ExoLocator is a collection of protein coding exons from vertebrate genomes. It contains exons annotated by the ENSEMBL pipeline, and by our own extended search. We look for ostensibly missing exons by similarity to known exon sequences from taxonomically close species.
In our search we rely on USEARCH, an established CPU based tool, as well as on SW# (pronounced "SW sharp" and available on Github), a program that implements hardware accelerated Smith-Waterman algorithm.
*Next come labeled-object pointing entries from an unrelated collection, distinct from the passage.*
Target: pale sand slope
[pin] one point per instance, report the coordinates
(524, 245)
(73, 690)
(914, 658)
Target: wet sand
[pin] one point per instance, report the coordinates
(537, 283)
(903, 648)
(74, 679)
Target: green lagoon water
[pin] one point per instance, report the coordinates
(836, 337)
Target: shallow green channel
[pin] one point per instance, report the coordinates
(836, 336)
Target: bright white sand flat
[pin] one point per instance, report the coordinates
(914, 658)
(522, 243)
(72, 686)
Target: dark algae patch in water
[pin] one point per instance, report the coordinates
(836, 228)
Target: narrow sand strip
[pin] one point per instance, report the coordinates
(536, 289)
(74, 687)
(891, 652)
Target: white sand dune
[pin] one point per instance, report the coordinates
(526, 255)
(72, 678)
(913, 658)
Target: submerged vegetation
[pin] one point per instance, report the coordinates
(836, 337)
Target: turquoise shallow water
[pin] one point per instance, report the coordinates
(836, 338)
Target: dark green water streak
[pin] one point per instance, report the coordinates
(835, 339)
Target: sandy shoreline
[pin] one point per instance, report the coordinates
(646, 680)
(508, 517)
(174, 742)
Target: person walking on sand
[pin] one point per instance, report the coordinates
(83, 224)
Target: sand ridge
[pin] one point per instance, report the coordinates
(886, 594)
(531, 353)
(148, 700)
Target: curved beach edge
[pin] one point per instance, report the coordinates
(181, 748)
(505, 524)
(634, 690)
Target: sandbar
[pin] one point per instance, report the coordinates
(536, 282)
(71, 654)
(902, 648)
It enables us to do dynamic programming search on genomic sequences of lengths that are typically tractable only by heuristic methods.
Collected sets of exons can be used, within the ExoLocator server, to estimate the conservation of residues within orthologous groups, as well as their specialization across paralogous families of proteins.
Citing ExoLocator. If you find ExoLocator useful in your work, please cite its companion publication: Khoo, Aik Aun, et al. "ExoLocator—an online view into genetic makeup of vertebrate proteins." Nucl. Acids Res. (1 January 2014) 42 (D1): D879-D881. doi: 10.1093/nar/gkt1164
Last modified Feb 2014: update to Ensembl v 74, including three new species (sheep, spotted gar and blind cavefish).
A note about sequence visualization in ExoLocator: ExoLocator uses JalView, a Java based browser plug-in for sequence alignment visualization. Without one of the newer versions of Java, the applet will not run, irrespective of the browser. Read more.
A note about alternative splicing information in ExoLocator: ExoLocator currently makes no attempt at predicting alternative splicing events. Rather, in the cases when it is available (for human and mouse genomes), it takes over the information from CCDS project.